Franklin Roosevelt vs. the Supreme Court

by Jeff Shesol

Pub Date: March 22nd, 2010
ISBN: 978-0-393-06474-2
Publisher: Norton

The ideological battle between the New Deal president and the Supreme Court’s Nine Old Men.

Working secretly with Attorney General Homer Cummings, in 1937 Franklin Roosevelt drafted a bill to enlarge the Court, allowing the president to make immediate appointments of more ideologically congenial justices. The plan resulted in a humiliating defeat, the biggest blunder of Roosevelt’s presidency. How and why did the most talented politician of the 20th century miscalculate so horribly?
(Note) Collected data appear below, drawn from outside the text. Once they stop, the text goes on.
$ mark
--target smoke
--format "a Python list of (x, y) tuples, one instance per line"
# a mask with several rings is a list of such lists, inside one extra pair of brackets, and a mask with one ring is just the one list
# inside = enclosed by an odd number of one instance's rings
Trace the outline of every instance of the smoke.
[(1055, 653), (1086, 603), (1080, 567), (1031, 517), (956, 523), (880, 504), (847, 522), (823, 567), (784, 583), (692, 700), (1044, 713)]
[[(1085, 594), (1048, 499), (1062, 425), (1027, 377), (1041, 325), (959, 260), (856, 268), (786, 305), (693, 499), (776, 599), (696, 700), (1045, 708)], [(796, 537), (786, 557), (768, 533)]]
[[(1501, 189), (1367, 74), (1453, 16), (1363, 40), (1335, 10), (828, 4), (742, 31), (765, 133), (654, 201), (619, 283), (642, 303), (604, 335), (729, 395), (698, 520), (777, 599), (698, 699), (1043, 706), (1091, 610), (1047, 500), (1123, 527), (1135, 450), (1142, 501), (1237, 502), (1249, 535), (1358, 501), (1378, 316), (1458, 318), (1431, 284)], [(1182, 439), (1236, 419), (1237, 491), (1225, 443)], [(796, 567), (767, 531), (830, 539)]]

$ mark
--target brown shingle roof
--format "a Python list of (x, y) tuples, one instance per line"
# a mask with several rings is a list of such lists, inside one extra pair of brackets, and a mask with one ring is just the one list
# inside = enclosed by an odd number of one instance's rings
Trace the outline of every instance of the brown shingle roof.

While not entirely rejecting the consensus that attributes FDR’s court-packing fiasco to sheer hubris, former Clinton speechwriter Shesol (Mutual Contempt: Lyndon Johnson, Robert Kennedy, and the Feud that Defined a Decade, 1997, etc.) offers a more nuanced take, making clear FDR’s move against the court involved more than momentary presidential pique or landslide giddiness. Rather, the president’s scheme emerged after two years’ worth of careful consultation about various proposals to “fix” the Court, including amending the Constitution. Moreover, there was genuine, widespread disgust with the Court’s refusal to sanction modern solutions to an unprecedented economic crisis. FDR might well have prevailed, but for a concatenation of events: his own penchant for mystery and surprise that shut off debate among advisors at the critical point when the measure was finalized; his absurd masking of a straightforward fight against outcome-oriented judges as an attempt to help aging jurists with their workload; and his abandonment by progressives threatened by his power and party regulars too long taken for granted. In addition, the untimely death of Majority Leader Joe Robinson, the surprise retirement of conservative Justice Willis Van Devanter and the Court’s subsequent string of decisions upholding important New Deal laws—the famous “switch in time [that] saved nine”—blunted enthusiasm for radical judicial reform. With insight and more than occasional humor, Shesol covers all aspects of the controversy, deftly explaining the issues at stake in a variety of legal opinions and shrewdly analyzing the intra-Court dynamics.

A thorough and thoroughly smart rendering of a dramatic Constitutional showdown.